COSSÍO IN AN ILLEGAL LITIGATION AND ARTICLE 97 CENTER OF DISPUTE
Former Minister José Ramón Cossio Diaz, who is always in view when it comes to defending the right, and has done so in favor of Calderón above all, came with the Constitution in hand to emphasize the fourth paragraph of Article 97 that speaks of the non-reelection of presidents of the Court. But he evades, and has done so on other occasions, when he is reminded that as a former minister he cannot be a litigator because it is illegal. And he only answers that he does not litigate, “I only give advice when they ask me.” It is not the first time that Article 97, one of those dedicated to the Judiciary, is at the center of the hurricane. Years ago there was already a dispute about the belligerence that was given to certain ministers to investigate cases of violation of guarantees. The chapter on that power gives the ministers a long life of 15 years in office, but 97 is the one that monopolizes the greatest benefits, one of them the immobilization of salaries and the prevalence of the plenary session to be the one who names each four years to the President of the Court. That means they give the president four years to live without saying so. Hence, Troy burned with the two years that the Senate added to Zaldívar, by approving the two judicial laws that were addressed by the ministers. What has not been clear is what role the transitory articles have in regulatory legislation, in this case the Magna Carta. It is true that they are subject to specific uses and times, but a special intention in relation to their origin, they must have, in a regulatory law of the Magna Carta itself, for such an article to be added to them.
THE JUDICIARY GIVES A LOT TO TALK ABOUT, IN REALITY AND IN FICTION
The complete phrase of the great jurist Ulpiano is: “Justice is the constant and perpetual will to give each one his own right.” A book of his, The Institutions, largely nurtured the famous legal compilation that Justiniano later made. As justice is not always given as it should be, it is clear that the phrase has a degree of application according to the case.
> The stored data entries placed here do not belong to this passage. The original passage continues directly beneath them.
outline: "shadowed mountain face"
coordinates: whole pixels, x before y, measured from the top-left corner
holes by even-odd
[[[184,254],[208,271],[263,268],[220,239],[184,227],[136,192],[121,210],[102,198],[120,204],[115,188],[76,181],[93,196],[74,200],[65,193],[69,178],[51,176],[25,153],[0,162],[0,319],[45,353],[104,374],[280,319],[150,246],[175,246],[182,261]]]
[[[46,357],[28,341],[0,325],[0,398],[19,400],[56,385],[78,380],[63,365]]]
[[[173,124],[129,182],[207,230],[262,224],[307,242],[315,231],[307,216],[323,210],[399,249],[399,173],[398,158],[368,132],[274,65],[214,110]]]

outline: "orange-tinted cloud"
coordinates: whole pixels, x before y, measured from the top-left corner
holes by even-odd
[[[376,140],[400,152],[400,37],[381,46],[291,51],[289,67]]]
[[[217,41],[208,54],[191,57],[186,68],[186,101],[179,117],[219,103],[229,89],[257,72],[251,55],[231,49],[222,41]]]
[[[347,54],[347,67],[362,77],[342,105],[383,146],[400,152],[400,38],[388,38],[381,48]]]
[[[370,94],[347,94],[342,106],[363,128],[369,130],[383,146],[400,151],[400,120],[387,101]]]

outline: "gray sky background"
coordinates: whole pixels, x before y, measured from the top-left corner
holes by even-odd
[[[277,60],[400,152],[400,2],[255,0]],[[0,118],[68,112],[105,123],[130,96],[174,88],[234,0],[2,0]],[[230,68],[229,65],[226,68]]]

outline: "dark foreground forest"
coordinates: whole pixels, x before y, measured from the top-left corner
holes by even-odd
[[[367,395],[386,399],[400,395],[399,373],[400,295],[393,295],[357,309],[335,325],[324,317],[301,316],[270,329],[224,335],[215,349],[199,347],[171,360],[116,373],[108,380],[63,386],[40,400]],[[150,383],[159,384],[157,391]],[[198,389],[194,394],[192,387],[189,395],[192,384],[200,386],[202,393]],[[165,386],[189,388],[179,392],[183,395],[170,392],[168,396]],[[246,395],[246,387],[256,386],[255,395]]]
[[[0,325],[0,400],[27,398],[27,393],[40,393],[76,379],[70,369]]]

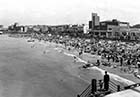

That is what arises in the novel La Judicatura by Fernando T. Mendoza (LD Books 2020) narrative of crime and corruption, in which the judiciary is addressed as an important part, in a sea of situations that lead to crime. In almost all adverse and extreme situations, the judiciary expresses itself not only in what concerns it from the crime and its investigation, but in different ways, some in “its twists and turns” and others in its “weaving and handling.” In the points of view of Orlando Ortiz in La Jornada Semanal and Guillermo Aviña Rivera in Mundo de hoy, both coincide in a novel that seems real so close to what happens to us and in the mastery with which Mendoza describes it; just as if it were a document. The novel has been very successful because it goes beyond the canons of the traditional detective novel, although the violence it exhumes leaves the shock of a reading that, despite this, is carried out “in one sitting”.